GoogleCloudDataproc / spark-bigquery-connector

BigQuery data source for Apache Spark: Read data from BigQuery into DataFrames, write DataFrames into BigQuery tables.
Apache License 2.0
358 stars 189 forks source link

Indirect write to existing datetime column not possible #1232

Closed cheare closed 1 month ago

cheare commented 1 month ago

Hi,

I need to write spark TimestampNTZ column to an BigQuery table. The datetime type would be ideal, but I'm facing below error: "pyspark.errors.exceptions.captured.IllegalArgumentException: Data type not expected: timestamp_ntz".

image

When casting the column to StringType, the target column type changes to String (even in case of an existing, empty table). In case of non-empty target table there is: "com.google.cloud.bigquery.connector.common.BigQueryConnectorException$InvalidSchemaException: Destination table's schema is not compatible with dataframe's schema".

image

The prefered method for me is indirect write, but this issue occurs for the direct write as well.

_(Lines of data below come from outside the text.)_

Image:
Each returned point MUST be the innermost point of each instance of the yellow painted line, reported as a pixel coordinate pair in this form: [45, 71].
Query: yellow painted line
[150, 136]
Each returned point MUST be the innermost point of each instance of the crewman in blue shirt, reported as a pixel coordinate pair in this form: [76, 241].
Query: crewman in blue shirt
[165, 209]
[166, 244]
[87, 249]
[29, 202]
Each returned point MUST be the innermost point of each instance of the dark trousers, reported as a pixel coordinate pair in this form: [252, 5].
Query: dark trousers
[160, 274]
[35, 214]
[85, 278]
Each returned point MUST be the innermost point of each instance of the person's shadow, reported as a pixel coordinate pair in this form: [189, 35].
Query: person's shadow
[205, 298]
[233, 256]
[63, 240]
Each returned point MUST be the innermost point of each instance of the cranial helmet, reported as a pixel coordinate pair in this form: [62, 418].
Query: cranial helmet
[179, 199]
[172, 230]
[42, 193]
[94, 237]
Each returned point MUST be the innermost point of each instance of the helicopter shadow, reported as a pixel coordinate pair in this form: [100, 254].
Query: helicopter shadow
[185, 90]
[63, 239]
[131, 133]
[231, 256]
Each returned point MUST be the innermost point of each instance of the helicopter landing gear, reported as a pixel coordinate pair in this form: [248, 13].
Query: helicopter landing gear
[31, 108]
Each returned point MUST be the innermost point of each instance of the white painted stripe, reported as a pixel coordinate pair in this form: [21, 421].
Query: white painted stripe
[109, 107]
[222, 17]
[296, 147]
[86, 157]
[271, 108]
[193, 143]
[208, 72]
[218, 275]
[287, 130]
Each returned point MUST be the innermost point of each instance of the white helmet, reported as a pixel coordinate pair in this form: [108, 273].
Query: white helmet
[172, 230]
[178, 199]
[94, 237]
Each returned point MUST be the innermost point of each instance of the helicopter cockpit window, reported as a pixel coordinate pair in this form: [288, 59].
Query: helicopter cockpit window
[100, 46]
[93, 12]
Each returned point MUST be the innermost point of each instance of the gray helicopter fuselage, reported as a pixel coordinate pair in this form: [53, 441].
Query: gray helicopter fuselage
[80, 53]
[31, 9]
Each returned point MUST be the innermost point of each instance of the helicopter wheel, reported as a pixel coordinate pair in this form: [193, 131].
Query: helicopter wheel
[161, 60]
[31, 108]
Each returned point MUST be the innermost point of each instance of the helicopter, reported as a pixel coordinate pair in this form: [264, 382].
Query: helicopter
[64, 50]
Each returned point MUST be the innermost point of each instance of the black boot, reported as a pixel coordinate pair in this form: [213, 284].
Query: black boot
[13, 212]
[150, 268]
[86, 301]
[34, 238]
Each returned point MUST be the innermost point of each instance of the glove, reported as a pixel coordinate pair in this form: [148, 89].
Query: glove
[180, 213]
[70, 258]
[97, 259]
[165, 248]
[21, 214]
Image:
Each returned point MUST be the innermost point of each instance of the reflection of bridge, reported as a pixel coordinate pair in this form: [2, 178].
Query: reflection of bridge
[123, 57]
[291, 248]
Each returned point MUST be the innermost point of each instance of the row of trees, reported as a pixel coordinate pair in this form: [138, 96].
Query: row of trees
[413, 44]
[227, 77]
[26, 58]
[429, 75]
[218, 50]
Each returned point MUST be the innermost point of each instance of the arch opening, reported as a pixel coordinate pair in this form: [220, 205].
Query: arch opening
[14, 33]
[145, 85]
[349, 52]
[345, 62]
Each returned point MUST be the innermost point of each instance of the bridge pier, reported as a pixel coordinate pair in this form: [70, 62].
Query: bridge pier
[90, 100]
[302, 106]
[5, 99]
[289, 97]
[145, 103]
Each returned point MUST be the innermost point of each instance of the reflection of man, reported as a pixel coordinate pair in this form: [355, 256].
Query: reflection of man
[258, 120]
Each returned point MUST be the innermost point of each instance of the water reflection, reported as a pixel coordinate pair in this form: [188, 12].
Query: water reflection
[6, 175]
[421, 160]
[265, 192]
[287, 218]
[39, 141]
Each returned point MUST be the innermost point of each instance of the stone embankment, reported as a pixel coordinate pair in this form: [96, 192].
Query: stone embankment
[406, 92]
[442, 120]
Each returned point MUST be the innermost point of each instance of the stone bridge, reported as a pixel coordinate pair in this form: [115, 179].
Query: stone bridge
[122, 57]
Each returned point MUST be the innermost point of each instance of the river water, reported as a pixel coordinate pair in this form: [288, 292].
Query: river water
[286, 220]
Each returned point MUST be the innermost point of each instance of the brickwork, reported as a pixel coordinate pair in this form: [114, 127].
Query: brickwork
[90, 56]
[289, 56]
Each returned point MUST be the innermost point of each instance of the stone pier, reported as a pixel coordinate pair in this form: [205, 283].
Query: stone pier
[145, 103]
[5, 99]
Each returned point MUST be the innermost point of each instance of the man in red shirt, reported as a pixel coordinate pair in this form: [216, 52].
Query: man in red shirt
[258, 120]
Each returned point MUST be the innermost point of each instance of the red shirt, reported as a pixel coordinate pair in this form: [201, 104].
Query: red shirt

Spark version 3.4.3 com.google.cloud.spark_spark-bigquery-with-dependencies_2.13-0.36.2.jar

isha97 commented 1 month ago

Hi @cheare ,

Please use the dsv2 connector for TimestampNTZ support com.google.cloud.spark:spark-3.4-bigquery:0.36.2

cheare commented 1 month ago

Thank you @isha97, with com.google.cloud.spark:spark-3.4-bigquery:0.36.2 all works fine :)